Rather than paying off debt, the money will be used to
modernise and upgrade state assets, with the first $1 billion
already designated for building new schools.
What stops this being little more than an accounting exercise
is that the fund will have to be transparent in detailing
money in and money out so the public gains confidence that
the proceeds from asset sales are actually being retained to
spend on new public assets.
The device is classic John Key. The Prime Minister does not
like to feel vulnerable on any front. Instead of the macho
posturing in which politicians indulged during the
privatisations of the 1980s and 1990s, Key's tendency is to
sweeten something for which the great bulk of voters have no
appetite.
This ploy also allows Key to argue that because there is no
money allotted in this year's Budget for spending on capital
assets, Labour would have to borrow to build new schools and
hospitals because it would not have the $5 billion to $7
billion flowing from the part privatisations.
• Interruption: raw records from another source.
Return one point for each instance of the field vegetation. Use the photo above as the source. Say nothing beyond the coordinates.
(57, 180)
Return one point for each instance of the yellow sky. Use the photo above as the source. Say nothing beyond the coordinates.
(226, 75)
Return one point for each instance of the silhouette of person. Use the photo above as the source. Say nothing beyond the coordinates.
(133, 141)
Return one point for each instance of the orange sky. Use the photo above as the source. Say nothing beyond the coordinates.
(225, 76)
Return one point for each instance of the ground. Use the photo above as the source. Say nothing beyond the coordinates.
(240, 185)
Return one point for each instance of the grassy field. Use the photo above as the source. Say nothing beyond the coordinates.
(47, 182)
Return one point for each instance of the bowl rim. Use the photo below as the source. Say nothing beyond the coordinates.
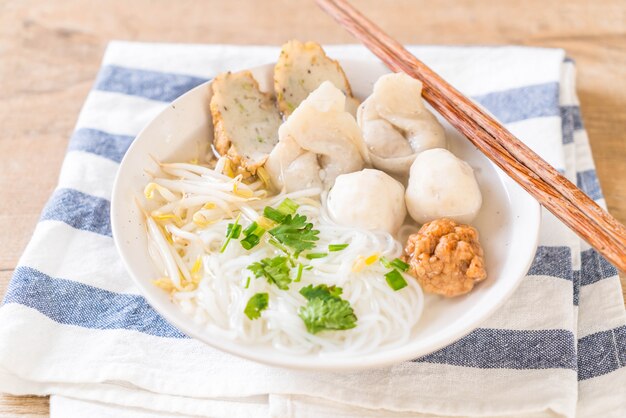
(366, 361)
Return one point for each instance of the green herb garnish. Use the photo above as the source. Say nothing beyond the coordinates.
(313, 256)
(395, 280)
(296, 233)
(252, 236)
(232, 231)
(337, 247)
(325, 309)
(256, 304)
(399, 264)
(275, 270)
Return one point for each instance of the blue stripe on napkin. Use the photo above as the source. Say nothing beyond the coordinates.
(79, 210)
(523, 103)
(509, 349)
(594, 267)
(100, 143)
(152, 85)
(601, 353)
(78, 304)
(538, 100)
(69, 302)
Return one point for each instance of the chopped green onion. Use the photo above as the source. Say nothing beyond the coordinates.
(254, 228)
(299, 273)
(273, 214)
(232, 231)
(287, 207)
(278, 245)
(256, 304)
(337, 247)
(385, 262)
(250, 241)
(395, 280)
(252, 236)
(399, 264)
(312, 256)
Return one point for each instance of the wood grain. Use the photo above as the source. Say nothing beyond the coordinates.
(50, 53)
(549, 187)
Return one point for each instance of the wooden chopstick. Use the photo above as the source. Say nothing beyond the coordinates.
(536, 176)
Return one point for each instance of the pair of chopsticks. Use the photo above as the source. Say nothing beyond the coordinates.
(536, 176)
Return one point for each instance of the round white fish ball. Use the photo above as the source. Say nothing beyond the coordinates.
(442, 186)
(369, 199)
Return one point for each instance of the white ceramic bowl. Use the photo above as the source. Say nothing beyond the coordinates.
(508, 224)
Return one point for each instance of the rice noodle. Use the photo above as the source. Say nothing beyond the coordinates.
(214, 293)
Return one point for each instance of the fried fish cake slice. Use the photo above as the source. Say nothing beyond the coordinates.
(300, 69)
(245, 120)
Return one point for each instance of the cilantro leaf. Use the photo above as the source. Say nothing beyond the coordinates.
(321, 292)
(256, 304)
(325, 309)
(295, 232)
(275, 270)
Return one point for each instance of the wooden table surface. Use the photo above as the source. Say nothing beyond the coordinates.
(50, 52)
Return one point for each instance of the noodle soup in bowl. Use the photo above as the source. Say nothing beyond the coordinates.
(508, 223)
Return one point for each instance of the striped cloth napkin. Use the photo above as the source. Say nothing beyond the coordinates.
(73, 324)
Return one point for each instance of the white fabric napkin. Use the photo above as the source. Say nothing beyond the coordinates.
(73, 325)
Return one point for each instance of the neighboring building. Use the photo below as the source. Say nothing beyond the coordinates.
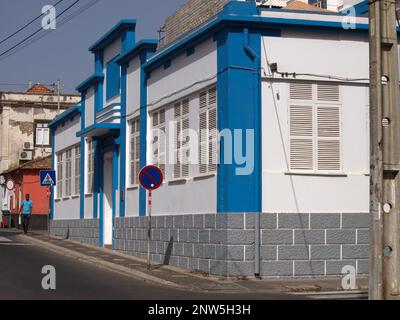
(292, 84)
(27, 181)
(24, 131)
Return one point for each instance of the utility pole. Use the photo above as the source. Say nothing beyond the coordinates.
(58, 85)
(384, 281)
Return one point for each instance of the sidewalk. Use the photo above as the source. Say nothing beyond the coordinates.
(183, 279)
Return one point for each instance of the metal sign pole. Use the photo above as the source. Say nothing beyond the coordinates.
(149, 234)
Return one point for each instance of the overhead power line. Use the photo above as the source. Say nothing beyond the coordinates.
(37, 31)
(26, 25)
(38, 36)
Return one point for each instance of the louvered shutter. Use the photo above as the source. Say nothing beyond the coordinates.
(177, 143)
(46, 136)
(208, 141)
(301, 138)
(328, 141)
(203, 141)
(213, 136)
(39, 136)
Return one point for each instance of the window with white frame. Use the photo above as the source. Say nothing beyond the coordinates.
(90, 166)
(315, 128)
(59, 175)
(68, 172)
(159, 140)
(77, 188)
(208, 135)
(42, 134)
(134, 152)
(181, 140)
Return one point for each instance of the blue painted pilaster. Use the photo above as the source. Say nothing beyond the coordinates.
(123, 138)
(83, 156)
(143, 128)
(239, 107)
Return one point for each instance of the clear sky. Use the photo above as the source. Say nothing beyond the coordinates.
(63, 53)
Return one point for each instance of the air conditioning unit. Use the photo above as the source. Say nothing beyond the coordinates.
(26, 156)
(28, 146)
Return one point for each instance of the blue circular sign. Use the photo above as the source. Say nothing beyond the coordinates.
(151, 178)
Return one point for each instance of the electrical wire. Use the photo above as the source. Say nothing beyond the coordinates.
(59, 24)
(26, 25)
(37, 31)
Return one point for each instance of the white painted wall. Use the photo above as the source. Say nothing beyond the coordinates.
(132, 202)
(110, 53)
(88, 212)
(184, 71)
(327, 54)
(65, 136)
(67, 209)
(133, 87)
(195, 195)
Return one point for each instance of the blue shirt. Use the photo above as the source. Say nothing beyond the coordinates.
(27, 207)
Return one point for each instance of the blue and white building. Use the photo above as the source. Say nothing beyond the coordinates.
(290, 86)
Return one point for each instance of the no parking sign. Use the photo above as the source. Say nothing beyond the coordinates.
(150, 178)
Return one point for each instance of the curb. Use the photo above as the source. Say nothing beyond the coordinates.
(105, 264)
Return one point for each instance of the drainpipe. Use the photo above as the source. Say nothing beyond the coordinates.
(257, 225)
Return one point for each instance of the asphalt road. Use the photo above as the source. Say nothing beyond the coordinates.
(21, 278)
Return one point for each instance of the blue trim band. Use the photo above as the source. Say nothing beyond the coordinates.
(66, 115)
(113, 34)
(90, 82)
(244, 14)
(143, 45)
(98, 126)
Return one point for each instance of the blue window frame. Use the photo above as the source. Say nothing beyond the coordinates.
(113, 79)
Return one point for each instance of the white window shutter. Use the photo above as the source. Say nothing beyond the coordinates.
(39, 136)
(301, 138)
(177, 147)
(46, 136)
(185, 145)
(328, 143)
(203, 142)
(213, 139)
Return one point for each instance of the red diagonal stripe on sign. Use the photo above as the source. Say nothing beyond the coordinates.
(150, 177)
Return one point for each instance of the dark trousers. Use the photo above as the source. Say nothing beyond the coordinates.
(26, 219)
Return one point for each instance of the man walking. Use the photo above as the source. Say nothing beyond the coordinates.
(26, 211)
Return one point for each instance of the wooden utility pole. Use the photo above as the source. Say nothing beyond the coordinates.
(385, 152)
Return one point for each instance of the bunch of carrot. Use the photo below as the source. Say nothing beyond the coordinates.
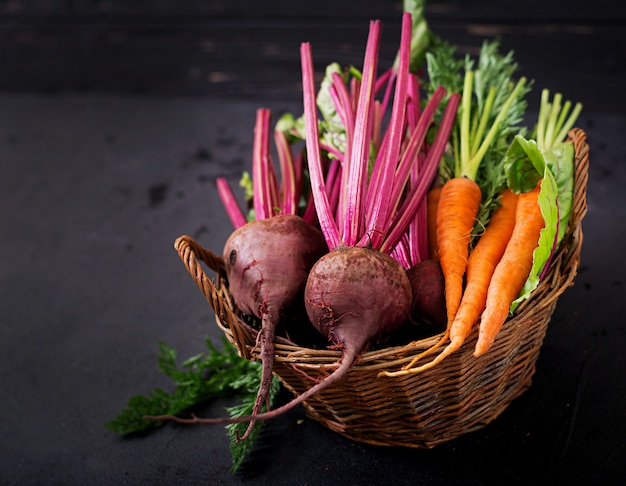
(483, 282)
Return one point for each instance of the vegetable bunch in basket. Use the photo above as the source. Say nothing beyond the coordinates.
(404, 204)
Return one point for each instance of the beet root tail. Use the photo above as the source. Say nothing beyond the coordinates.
(344, 366)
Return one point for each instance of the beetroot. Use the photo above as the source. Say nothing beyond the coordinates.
(267, 263)
(358, 294)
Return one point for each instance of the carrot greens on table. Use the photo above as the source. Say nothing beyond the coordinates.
(208, 375)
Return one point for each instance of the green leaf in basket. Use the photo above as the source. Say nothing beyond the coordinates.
(208, 375)
(525, 165)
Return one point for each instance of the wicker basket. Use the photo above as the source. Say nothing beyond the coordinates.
(459, 395)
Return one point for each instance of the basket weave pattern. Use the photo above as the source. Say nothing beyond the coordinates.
(459, 395)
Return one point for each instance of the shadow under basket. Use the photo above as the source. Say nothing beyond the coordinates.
(459, 395)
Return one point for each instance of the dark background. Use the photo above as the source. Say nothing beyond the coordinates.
(115, 118)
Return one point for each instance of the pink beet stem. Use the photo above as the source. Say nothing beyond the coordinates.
(318, 189)
(357, 164)
(377, 223)
(230, 203)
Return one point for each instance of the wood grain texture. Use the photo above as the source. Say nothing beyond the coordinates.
(245, 49)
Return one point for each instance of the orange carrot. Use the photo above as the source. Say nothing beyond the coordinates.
(513, 270)
(458, 206)
(480, 267)
(432, 201)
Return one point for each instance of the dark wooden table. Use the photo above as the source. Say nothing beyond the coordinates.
(115, 119)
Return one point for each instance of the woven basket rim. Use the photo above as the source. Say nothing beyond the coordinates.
(420, 410)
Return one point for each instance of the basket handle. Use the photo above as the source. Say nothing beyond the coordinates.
(192, 253)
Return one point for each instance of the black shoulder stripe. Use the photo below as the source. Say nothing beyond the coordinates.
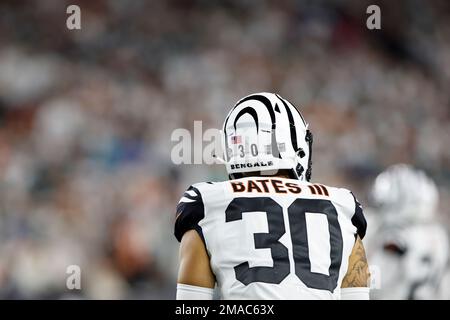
(189, 213)
(358, 219)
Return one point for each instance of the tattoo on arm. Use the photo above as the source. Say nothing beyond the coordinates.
(358, 271)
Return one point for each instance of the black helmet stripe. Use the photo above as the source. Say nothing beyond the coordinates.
(264, 100)
(250, 111)
(292, 125)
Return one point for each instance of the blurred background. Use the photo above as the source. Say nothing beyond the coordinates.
(86, 118)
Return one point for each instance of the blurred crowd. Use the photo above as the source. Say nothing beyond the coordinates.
(86, 118)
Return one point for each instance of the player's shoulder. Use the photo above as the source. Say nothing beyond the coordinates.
(191, 207)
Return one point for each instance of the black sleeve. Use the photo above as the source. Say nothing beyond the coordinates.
(190, 210)
(358, 219)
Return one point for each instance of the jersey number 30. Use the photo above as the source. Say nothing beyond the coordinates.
(297, 222)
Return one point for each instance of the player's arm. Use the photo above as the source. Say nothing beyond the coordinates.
(194, 269)
(355, 285)
(195, 278)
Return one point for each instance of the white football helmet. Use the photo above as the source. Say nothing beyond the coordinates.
(404, 192)
(266, 133)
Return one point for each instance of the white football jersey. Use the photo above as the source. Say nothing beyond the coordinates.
(273, 238)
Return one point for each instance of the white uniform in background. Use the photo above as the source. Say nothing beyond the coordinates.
(408, 249)
(274, 238)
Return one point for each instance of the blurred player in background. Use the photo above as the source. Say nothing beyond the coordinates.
(408, 245)
(269, 233)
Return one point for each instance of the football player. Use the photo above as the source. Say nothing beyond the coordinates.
(268, 232)
(408, 246)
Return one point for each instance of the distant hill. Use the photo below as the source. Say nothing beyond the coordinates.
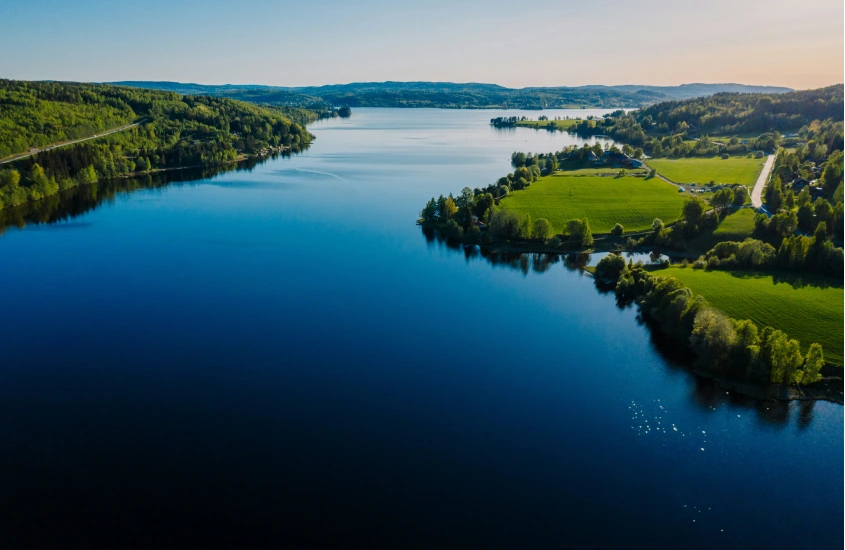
(454, 95)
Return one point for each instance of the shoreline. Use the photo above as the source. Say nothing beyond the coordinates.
(240, 158)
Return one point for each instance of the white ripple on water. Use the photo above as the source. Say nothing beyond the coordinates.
(652, 417)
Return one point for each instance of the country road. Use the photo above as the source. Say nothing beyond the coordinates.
(757, 193)
(66, 143)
National is pulling out the stops to stigmatise Labour as a
bunch of borrow-aholics, while portraying its own "mixed
ownership model'' as win-win in terms of investment
opportunities for New Zealanders.
That the first tranche from the fund will go to education is
no accident. It will be difficult for Labour to criticise the
proceeds from asset sales being spent on new schools,
especially if they are low decile ones.
It is clever tactics on Key's part. But his cunning plan may
still not convince voters. While the fund may be transparent,
so are Key's motives. He is trying to solve a political
problem _ one with which National has made little headway
since earlier this year when it flagged the sell-offs should
it win the election.
Taking the seemingly less politically sensitive option
whereby the Government would retain majority control while
still picking up half of any dividends does not seem to have
worked.
When push comes to shove, it seems most voters simply don't
like privatisations, partial or otherwise.